Intersubunit cross-linking by cis-dichlorodiammineplatinum(II) stabilizes an .alpha.2-macroglobulin "nascent" state: evidence that thiol ester bond cleavage correlates with receptor recognition site exposure

Abstract

Treatment of human .alpha.2-macroglobulin (.alpha.2M) with proteinase results in cleavage of the .alpha.2M subunits and subsequently in a conformational change in the inhibitor. This change irreversibly traps the proteinase and is accompanied by the generation of four thiol groups as well as exposure of receptor recognition sites. cis-Dichlorodiammineplatinum(II) (cis-DDP) causes extensive intersubunit cross-linking of .alpha.2M. Incubation of .alpha.2M or cis-DDP-treated .alpha.2M with trypsin results in complete subunit cleavage; however, trypsin treatment of cis-DDP-.alpha.2M does not result in a conformational change as determined by nondenaturing polyacrylamide gel electrophoresis (PAGE), receptor recognition site exposure, or appearance of thiol groups from the inhibitor. These results are marked constrast to previous studies which demonstrate that incubation of cis-DDP-treated .alpha.2M with CH3NH2 resulted in thiol ester bond cleavage and receptor recognition site exposure. cis-DDP-treated .alpha.2M bound only 0.13 mol of 125I-trypsin/mol of cis-DPP-.alpha./2M. Incubation of trypsin-treated cis-DDP-.alpha.2M with diethyldithiocarbamate (DDC), a potent chelator of platinum compounds, results in the removal of the intersubunit cross-links and completion of the .alpha.2M conformational change as determined by nondenaturing PAGE. Complete receptor recognition site exposure and the appearance of 3.3 thiol groups/mol of .alpha.2M also occur following this treatment.

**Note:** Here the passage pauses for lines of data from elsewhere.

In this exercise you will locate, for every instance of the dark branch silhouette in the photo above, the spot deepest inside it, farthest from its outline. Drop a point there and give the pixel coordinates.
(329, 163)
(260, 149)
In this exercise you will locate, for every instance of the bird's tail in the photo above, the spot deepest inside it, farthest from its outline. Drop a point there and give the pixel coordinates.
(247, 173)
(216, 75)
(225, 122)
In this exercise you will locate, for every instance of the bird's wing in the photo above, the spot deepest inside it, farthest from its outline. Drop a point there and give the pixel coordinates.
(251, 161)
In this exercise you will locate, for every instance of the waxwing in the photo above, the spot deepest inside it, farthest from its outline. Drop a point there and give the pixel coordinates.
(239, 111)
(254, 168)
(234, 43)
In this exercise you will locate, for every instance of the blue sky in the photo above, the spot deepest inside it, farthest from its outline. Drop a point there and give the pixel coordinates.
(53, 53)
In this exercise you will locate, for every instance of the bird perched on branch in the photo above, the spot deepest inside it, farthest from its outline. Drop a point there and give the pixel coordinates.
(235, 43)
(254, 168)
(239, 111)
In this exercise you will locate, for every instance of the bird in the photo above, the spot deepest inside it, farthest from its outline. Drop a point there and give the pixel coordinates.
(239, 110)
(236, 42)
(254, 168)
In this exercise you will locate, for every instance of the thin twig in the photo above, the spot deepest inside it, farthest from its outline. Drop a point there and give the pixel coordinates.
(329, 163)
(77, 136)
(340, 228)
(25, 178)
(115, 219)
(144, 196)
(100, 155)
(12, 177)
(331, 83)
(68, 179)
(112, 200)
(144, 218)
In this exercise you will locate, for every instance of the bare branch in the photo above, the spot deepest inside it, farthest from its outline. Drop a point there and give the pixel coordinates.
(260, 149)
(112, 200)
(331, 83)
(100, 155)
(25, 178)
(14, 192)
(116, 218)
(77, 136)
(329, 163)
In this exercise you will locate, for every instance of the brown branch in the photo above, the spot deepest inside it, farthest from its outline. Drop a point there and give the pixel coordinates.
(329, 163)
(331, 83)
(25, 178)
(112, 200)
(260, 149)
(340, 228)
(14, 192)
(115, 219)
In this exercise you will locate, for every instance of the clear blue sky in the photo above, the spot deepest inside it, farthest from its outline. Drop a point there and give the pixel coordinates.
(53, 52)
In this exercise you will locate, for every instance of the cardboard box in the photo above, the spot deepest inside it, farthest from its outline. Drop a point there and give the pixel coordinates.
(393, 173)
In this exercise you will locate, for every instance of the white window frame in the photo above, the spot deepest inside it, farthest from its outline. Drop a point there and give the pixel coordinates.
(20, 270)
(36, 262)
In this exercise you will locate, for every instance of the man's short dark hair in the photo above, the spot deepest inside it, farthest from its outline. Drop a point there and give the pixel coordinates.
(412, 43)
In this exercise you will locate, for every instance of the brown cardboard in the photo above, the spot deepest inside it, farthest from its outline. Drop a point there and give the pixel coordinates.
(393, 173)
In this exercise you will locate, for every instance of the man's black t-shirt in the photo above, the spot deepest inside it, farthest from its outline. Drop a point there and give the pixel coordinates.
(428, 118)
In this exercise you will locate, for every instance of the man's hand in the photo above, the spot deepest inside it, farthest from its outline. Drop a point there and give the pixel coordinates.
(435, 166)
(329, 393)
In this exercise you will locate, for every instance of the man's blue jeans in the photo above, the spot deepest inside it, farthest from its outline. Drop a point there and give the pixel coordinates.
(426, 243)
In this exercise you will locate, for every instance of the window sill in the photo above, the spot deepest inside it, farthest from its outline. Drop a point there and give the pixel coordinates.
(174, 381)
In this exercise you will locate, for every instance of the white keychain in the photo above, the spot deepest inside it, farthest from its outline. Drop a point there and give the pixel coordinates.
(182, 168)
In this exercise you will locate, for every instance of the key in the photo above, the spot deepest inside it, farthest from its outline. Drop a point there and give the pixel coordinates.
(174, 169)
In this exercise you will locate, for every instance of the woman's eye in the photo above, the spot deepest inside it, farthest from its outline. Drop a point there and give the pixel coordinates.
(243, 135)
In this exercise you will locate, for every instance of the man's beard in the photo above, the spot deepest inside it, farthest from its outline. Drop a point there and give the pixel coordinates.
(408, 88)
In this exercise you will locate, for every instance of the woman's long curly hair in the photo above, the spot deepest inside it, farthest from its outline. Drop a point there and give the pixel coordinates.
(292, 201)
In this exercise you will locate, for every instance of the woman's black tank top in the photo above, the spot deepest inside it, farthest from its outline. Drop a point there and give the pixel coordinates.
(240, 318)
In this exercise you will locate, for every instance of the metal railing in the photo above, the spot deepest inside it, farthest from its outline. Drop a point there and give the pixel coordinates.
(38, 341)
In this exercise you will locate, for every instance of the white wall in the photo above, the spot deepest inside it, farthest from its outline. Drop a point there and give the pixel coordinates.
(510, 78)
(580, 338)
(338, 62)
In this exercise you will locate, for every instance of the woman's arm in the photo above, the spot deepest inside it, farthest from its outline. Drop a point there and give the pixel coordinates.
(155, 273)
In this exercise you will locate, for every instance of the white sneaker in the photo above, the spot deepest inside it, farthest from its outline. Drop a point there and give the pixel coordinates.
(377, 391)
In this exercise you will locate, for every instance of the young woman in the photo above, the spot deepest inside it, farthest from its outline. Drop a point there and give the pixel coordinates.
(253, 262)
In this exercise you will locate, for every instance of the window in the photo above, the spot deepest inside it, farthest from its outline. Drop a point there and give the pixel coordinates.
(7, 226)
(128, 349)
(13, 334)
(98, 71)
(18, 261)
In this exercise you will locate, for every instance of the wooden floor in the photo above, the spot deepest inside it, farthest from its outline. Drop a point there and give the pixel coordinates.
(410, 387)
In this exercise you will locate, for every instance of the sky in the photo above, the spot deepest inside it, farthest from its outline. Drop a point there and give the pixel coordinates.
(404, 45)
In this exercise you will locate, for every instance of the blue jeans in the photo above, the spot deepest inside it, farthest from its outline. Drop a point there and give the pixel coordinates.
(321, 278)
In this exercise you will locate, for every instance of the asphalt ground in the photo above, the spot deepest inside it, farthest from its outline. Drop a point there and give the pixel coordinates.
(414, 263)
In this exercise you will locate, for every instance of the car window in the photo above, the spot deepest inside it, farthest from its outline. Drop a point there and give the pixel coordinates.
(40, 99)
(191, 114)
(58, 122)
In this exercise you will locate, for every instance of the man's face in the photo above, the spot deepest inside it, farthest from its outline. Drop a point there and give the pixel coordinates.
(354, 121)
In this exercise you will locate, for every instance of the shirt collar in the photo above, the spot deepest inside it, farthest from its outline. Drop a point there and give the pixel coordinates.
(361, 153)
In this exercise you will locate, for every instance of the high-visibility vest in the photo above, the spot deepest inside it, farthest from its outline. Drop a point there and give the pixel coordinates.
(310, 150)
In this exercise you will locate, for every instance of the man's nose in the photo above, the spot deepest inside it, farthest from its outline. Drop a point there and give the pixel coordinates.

These results demonstrate that cross-linking of .alpha.2M by cis-DDP prevents a conformational change in the inhibitor which is necessary for thiol ester bond activation and cleavage. Removal of intersubunit cross-links by incubation with DDC allows the completion of this conformational change. These studies also indicate that there is a strong correlation between thiol ester bond cleavage and exposure of receptor recognition sites on .alpha.2M. It is further suggested that incubation of cis-DDP-treated .alpha.2M with trypsin results in a "primed" form of .alpha.2M which is very similar to "nascent" .alpha.2M originally described by Sottrup-Jensen et al. [Sottrup-Jensen, L., Petersen, T. E., and Magnusson, S. (1981) FEBS Lett. 128, 127-132]. Incubation of trypsin-treated cis-DDP-.alpha.2M with DDC results in the generation of a form of .alpha.2M with complete subunit cleavage and complete thiol ester bond cleavage but essentially no proteinase binding.